La zona centrale è ornata di penne di colore giallo-verde (7-9 cm x 1,5-2 cm l’una) e blu-azzurro (7-9 cm x 2-2,5 cm l’una) per le quali non è facile l’individuazione della specie appartenente: probabilmente si tratta di Ara Macao e Ara ararauna disposte a creare una forma geometrica astratta. Nella parte inferiore la rete è rifinita da un cordone (quattro capi, torsione Z) a cui sono legati cordini con gruppi di tre, oppure quattro penne di colore giallo senape viranti verso il grigio, forse le timoniere di Ara Amazona (13-14 cm x 1,5 cm l’una), ognuna appesa e avvolta nel calamo. Ad un’analisi più attenta le penne sono state quasi tutte tagliate riducendone la forma.
Il manto versava in un complessivo stato conservativo mediocre relativamente alla quantità di penne superstiti ed in base allo stato conservativo delle fibre della struttura.
Indagando la natura della fibra, grazie all’indagine al SEM, si sono rilevate all’interno di un campione residui di ife fungine, segno di un pregresso attacco.

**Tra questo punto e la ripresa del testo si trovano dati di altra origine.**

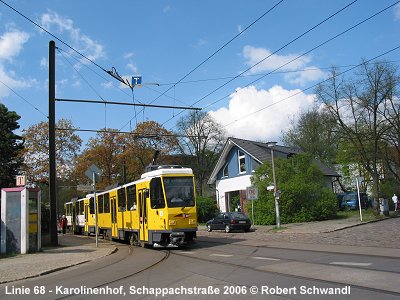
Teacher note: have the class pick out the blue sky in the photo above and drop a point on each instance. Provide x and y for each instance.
(165, 40)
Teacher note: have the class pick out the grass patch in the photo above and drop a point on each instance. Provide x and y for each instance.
(276, 228)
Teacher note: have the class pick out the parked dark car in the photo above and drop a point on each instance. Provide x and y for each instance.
(350, 201)
(229, 221)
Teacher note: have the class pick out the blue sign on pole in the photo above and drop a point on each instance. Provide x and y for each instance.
(136, 80)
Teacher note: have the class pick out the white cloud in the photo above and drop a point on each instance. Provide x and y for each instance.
(265, 61)
(8, 82)
(132, 67)
(93, 50)
(301, 78)
(11, 44)
(397, 12)
(269, 119)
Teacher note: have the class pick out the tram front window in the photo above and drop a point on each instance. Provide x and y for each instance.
(179, 191)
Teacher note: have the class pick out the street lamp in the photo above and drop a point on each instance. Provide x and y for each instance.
(271, 145)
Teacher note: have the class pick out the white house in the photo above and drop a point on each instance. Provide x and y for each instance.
(235, 166)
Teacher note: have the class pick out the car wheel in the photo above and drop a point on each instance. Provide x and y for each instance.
(227, 229)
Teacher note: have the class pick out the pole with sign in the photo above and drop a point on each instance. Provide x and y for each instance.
(358, 181)
(252, 195)
(94, 172)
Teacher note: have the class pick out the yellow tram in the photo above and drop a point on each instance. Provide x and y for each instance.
(159, 209)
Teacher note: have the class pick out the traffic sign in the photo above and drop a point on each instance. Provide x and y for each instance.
(251, 193)
(21, 180)
(136, 80)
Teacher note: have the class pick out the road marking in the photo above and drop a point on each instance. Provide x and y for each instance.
(343, 263)
(222, 255)
(265, 258)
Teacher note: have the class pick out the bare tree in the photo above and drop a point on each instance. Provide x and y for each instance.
(204, 141)
(357, 105)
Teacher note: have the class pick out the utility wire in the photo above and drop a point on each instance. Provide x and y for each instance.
(212, 55)
(316, 47)
(54, 36)
(222, 47)
(268, 56)
(313, 86)
(24, 99)
(261, 74)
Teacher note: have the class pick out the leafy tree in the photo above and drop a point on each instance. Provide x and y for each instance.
(141, 145)
(314, 133)
(111, 151)
(204, 141)
(11, 146)
(359, 107)
(36, 154)
(304, 195)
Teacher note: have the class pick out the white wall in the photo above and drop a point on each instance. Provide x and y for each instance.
(230, 185)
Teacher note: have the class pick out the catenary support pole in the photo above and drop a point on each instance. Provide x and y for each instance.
(52, 145)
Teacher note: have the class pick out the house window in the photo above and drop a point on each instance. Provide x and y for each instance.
(225, 172)
(242, 162)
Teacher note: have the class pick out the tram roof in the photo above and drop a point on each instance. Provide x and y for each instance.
(167, 171)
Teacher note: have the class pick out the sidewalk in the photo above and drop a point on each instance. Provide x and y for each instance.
(317, 236)
(73, 250)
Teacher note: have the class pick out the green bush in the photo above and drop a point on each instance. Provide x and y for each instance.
(206, 209)
(304, 196)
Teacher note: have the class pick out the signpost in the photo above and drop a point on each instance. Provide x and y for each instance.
(94, 173)
(252, 194)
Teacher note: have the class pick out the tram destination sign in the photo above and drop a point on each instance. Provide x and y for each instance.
(84, 188)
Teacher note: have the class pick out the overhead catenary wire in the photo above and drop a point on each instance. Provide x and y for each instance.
(268, 56)
(313, 86)
(56, 37)
(24, 99)
(307, 52)
(213, 54)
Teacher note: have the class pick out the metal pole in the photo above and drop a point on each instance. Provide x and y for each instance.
(95, 209)
(52, 145)
(278, 219)
(252, 211)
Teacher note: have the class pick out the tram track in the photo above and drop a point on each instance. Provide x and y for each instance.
(126, 276)
(234, 263)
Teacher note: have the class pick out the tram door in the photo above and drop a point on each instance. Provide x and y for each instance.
(86, 227)
(114, 224)
(144, 236)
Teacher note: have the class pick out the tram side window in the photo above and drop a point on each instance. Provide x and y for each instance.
(121, 200)
(106, 203)
(68, 209)
(156, 194)
(91, 205)
(131, 193)
(81, 207)
(100, 205)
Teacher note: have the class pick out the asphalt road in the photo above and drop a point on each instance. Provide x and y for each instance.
(221, 266)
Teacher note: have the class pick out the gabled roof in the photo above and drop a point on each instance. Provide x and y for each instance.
(260, 152)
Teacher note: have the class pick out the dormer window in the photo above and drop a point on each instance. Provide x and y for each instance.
(242, 162)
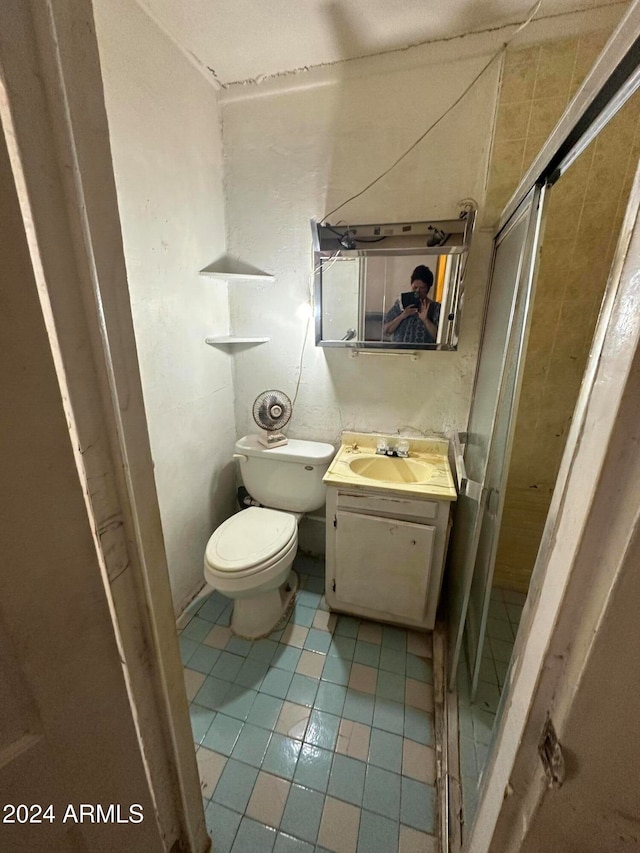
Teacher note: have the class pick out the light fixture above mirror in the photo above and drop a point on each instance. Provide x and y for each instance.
(392, 286)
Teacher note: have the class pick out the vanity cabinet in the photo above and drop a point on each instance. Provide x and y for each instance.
(385, 555)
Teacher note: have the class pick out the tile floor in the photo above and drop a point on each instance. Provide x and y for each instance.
(476, 720)
(318, 738)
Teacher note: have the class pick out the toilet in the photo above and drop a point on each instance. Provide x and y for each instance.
(249, 557)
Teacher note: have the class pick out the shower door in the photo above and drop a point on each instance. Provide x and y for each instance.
(491, 422)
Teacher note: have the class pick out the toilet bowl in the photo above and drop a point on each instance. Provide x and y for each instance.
(249, 557)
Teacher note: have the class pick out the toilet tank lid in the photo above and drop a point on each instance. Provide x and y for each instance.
(297, 450)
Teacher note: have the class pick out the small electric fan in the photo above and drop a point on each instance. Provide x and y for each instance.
(271, 411)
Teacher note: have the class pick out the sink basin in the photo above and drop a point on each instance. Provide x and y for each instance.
(391, 469)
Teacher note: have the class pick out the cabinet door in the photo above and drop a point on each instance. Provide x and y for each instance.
(383, 564)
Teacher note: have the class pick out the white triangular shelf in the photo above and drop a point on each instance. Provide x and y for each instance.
(223, 340)
(232, 268)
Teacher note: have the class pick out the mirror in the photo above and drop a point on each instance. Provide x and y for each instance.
(396, 286)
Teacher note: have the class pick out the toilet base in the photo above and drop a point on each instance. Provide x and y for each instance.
(254, 618)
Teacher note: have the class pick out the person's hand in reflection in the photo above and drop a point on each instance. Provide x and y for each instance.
(417, 323)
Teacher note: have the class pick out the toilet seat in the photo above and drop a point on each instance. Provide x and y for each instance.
(251, 541)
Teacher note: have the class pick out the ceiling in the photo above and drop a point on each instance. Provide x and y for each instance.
(240, 40)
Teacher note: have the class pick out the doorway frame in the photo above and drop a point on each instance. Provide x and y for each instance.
(53, 116)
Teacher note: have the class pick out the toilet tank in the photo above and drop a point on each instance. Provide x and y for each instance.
(287, 477)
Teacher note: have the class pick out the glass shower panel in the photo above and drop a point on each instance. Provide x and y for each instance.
(491, 403)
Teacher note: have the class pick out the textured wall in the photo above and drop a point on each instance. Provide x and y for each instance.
(166, 144)
(583, 218)
(296, 152)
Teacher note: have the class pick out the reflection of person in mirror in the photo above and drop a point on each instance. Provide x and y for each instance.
(415, 324)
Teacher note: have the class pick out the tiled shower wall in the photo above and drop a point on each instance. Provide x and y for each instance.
(584, 215)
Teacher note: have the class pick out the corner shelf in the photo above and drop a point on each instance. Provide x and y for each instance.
(224, 340)
(232, 268)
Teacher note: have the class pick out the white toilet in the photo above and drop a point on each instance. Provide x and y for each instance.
(248, 558)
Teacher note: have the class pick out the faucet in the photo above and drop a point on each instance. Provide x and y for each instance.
(401, 449)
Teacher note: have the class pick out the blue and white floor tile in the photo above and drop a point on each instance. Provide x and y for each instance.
(318, 738)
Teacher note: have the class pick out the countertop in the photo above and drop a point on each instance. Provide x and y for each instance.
(433, 451)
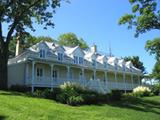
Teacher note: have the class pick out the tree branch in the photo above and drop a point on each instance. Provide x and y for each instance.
(16, 20)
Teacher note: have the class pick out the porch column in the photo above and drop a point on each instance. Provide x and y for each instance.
(115, 75)
(139, 80)
(106, 77)
(51, 76)
(83, 76)
(132, 81)
(106, 80)
(33, 66)
(124, 80)
(94, 74)
(26, 74)
(68, 73)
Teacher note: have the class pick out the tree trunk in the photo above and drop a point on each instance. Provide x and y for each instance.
(3, 67)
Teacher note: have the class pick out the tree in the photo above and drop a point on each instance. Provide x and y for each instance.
(70, 39)
(136, 62)
(153, 47)
(156, 71)
(145, 16)
(27, 42)
(18, 15)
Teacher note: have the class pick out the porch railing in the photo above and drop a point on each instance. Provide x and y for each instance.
(98, 85)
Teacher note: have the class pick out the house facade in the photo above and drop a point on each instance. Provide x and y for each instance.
(48, 64)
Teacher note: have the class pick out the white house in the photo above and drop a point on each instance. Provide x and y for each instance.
(48, 64)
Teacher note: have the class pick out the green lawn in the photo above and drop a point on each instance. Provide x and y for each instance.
(19, 107)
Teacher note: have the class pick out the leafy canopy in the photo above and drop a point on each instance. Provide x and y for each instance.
(153, 47)
(145, 16)
(18, 15)
(27, 42)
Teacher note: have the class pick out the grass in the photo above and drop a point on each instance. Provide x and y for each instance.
(17, 106)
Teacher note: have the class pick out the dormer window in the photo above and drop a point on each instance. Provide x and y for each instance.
(42, 53)
(94, 63)
(60, 57)
(81, 60)
(75, 60)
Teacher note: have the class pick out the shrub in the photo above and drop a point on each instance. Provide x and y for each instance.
(75, 100)
(156, 89)
(141, 91)
(19, 88)
(116, 95)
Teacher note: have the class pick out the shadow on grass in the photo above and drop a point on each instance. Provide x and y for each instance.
(138, 104)
(14, 93)
(2, 117)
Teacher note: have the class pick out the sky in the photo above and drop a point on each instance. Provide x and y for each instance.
(96, 21)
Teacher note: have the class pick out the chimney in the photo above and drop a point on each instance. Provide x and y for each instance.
(17, 46)
(94, 48)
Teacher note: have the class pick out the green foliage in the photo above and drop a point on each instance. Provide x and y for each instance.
(70, 39)
(19, 88)
(22, 107)
(18, 16)
(116, 95)
(144, 17)
(156, 89)
(26, 42)
(75, 100)
(153, 47)
(141, 91)
(156, 71)
(136, 62)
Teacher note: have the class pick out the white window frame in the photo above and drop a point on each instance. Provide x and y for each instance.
(55, 74)
(75, 60)
(39, 73)
(94, 63)
(60, 56)
(81, 60)
(42, 53)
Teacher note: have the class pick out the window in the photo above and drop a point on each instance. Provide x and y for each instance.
(75, 60)
(130, 68)
(81, 60)
(105, 64)
(123, 67)
(54, 75)
(94, 63)
(116, 67)
(42, 53)
(60, 57)
(39, 72)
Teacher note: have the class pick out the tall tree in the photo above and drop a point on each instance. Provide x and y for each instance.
(18, 15)
(136, 62)
(153, 47)
(156, 71)
(70, 39)
(145, 16)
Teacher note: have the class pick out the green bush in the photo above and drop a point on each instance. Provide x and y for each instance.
(156, 89)
(115, 95)
(141, 91)
(19, 88)
(75, 100)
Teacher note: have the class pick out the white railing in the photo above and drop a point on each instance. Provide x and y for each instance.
(101, 86)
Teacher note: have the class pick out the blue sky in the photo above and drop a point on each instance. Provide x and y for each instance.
(96, 21)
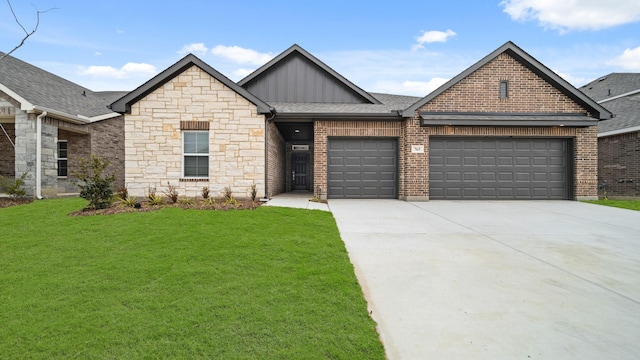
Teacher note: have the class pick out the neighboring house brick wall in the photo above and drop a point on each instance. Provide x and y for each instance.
(153, 140)
(7, 154)
(276, 155)
(324, 129)
(107, 142)
(479, 92)
(619, 164)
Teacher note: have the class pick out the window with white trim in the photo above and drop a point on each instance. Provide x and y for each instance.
(62, 158)
(195, 154)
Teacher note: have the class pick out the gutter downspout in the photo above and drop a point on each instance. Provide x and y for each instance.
(39, 155)
(266, 153)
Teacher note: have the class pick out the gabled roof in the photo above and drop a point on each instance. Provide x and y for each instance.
(40, 90)
(532, 64)
(612, 85)
(123, 104)
(297, 52)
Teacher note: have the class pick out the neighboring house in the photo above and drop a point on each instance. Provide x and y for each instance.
(505, 128)
(619, 137)
(48, 124)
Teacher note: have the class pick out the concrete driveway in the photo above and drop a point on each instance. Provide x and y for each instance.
(497, 280)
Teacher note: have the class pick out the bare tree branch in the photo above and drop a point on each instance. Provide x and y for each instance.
(27, 33)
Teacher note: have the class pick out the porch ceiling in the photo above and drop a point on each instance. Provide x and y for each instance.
(296, 132)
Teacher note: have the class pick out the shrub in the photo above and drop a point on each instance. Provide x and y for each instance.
(227, 196)
(94, 186)
(254, 191)
(123, 193)
(153, 198)
(172, 193)
(14, 188)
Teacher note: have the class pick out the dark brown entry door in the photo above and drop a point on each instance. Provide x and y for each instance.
(300, 166)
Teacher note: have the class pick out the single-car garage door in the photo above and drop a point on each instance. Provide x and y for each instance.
(498, 168)
(362, 168)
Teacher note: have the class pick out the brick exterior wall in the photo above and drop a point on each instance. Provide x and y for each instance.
(479, 92)
(619, 165)
(276, 154)
(528, 93)
(325, 129)
(153, 139)
(7, 153)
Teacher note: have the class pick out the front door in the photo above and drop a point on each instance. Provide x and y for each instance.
(300, 166)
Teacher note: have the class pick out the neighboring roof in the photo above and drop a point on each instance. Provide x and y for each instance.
(627, 116)
(620, 94)
(123, 104)
(273, 72)
(612, 85)
(386, 106)
(532, 64)
(37, 89)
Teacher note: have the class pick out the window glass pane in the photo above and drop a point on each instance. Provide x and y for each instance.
(62, 149)
(196, 143)
(197, 166)
(203, 142)
(190, 143)
(62, 167)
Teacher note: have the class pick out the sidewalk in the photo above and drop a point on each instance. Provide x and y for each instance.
(297, 200)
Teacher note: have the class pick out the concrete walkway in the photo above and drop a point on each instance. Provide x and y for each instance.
(297, 200)
(497, 280)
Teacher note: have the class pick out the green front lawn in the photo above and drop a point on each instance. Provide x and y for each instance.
(625, 204)
(271, 283)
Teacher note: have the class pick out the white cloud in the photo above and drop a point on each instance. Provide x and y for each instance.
(629, 60)
(129, 70)
(569, 15)
(195, 48)
(415, 88)
(241, 55)
(433, 36)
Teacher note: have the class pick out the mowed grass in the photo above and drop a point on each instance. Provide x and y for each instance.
(625, 204)
(273, 283)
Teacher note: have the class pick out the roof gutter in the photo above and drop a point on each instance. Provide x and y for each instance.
(39, 155)
(266, 152)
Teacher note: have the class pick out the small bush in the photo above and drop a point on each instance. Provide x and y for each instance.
(153, 198)
(129, 201)
(122, 193)
(172, 193)
(227, 196)
(93, 185)
(254, 191)
(15, 188)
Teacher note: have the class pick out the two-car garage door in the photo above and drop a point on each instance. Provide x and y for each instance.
(459, 168)
(499, 168)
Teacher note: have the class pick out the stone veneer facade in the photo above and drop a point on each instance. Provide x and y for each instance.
(477, 93)
(153, 137)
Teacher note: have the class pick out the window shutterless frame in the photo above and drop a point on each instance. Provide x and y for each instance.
(61, 155)
(195, 154)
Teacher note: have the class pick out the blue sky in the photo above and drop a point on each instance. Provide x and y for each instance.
(398, 47)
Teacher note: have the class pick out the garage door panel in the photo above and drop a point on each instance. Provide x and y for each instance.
(498, 168)
(368, 169)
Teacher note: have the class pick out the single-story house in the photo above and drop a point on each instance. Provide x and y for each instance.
(619, 137)
(505, 128)
(48, 123)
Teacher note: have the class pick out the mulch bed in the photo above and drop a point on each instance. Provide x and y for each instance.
(6, 202)
(117, 207)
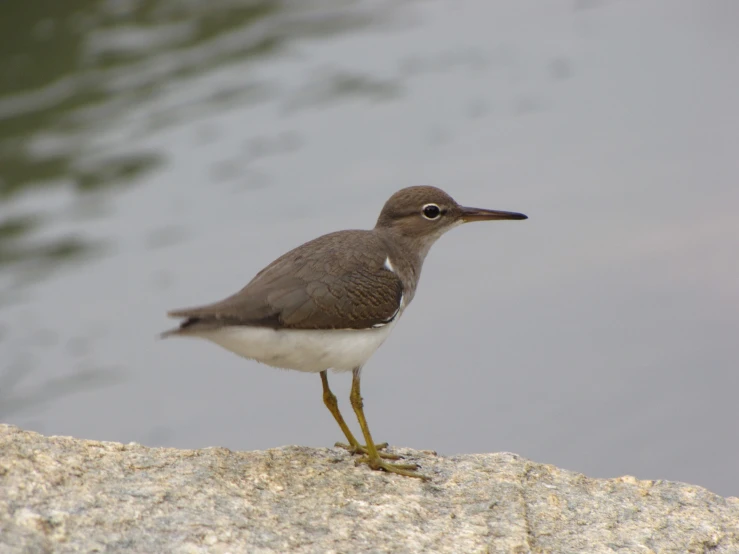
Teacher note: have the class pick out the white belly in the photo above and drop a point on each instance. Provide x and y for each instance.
(302, 350)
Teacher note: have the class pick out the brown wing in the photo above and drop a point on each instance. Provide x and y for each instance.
(337, 281)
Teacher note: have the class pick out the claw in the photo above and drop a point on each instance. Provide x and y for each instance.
(359, 449)
(408, 470)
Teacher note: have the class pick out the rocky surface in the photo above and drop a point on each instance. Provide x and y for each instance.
(60, 494)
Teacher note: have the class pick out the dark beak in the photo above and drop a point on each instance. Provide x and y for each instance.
(478, 214)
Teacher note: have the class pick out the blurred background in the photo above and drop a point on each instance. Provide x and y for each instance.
(156, 154)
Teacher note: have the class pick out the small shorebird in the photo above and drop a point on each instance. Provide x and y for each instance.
(331, 302)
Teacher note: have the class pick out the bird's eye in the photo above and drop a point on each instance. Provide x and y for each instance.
(431, 211)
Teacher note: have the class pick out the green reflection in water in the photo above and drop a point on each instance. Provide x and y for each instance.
(71, 71)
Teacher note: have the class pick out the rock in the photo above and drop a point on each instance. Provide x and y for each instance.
(60, 494)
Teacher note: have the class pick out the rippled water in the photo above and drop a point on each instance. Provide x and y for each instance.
(157, 154)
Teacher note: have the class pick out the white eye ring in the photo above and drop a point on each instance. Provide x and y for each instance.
(431, 212)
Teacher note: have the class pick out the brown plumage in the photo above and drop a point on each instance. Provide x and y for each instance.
(330, 303)
(337, 281)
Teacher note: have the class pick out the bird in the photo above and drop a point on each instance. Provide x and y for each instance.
(331, 302)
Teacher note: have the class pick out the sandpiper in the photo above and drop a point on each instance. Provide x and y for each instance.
(331, 302)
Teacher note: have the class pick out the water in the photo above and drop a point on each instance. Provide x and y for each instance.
(157, 154)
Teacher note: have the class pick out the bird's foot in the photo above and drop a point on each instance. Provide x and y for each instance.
(408, 470)
(359, 449)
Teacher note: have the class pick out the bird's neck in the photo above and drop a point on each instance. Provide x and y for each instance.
(407, 255)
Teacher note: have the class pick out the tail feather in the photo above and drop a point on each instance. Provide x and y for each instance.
(192, 326)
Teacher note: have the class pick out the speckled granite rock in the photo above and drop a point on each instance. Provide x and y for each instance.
(60, 494)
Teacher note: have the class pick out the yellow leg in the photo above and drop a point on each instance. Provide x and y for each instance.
(329, 398)
(373, 458)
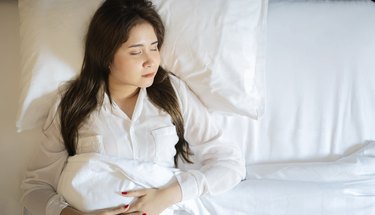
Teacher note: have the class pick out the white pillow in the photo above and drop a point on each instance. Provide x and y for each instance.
(216, 46)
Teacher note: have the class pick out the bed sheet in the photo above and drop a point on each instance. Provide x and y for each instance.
(320, 83)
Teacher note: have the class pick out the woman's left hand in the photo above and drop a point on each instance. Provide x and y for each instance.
(153, 201)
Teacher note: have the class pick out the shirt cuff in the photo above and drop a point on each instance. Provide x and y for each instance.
(55, 205)
(192, 183)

Infatti la fibra componente l’intera rete era alterata, molto fragile, dalla colorazione scura e dallo stato di depolimerizzazione avanzato, ormai priva della tenacità propria del cotone.
La rete presentava una rottura in prossimità del nodo sul cappuccio, dove si trovava un vecchio rammendo eseguito con filato marrone più sottile del filato originario (fibra che dall’analisi è emerso trattarsi di Anasas comosus).
Lungo i due lati del manto è stato rilevato che il perimetro della rete è stato rotto, per cui ci sono alcuni filati sciolti attaccati alla rete per un’estremità.
A livello conservativo sia le barbe che i rachidi, ricchi di cheratina, sono stati attaccati da vari tipi di microorganismi confermando il dato dalle indagini che hanno rilevato la presenza di celle pupali di Anthrenus museorum.
Alcuni dei danni sono: numerosi piccoli fori sulla superficie delle penne; la perdita totale di buona parte delle barbe lasciando in vista il rachide; l’assottigliamento del rachide con il conseguente formarsi di profonde scanalature.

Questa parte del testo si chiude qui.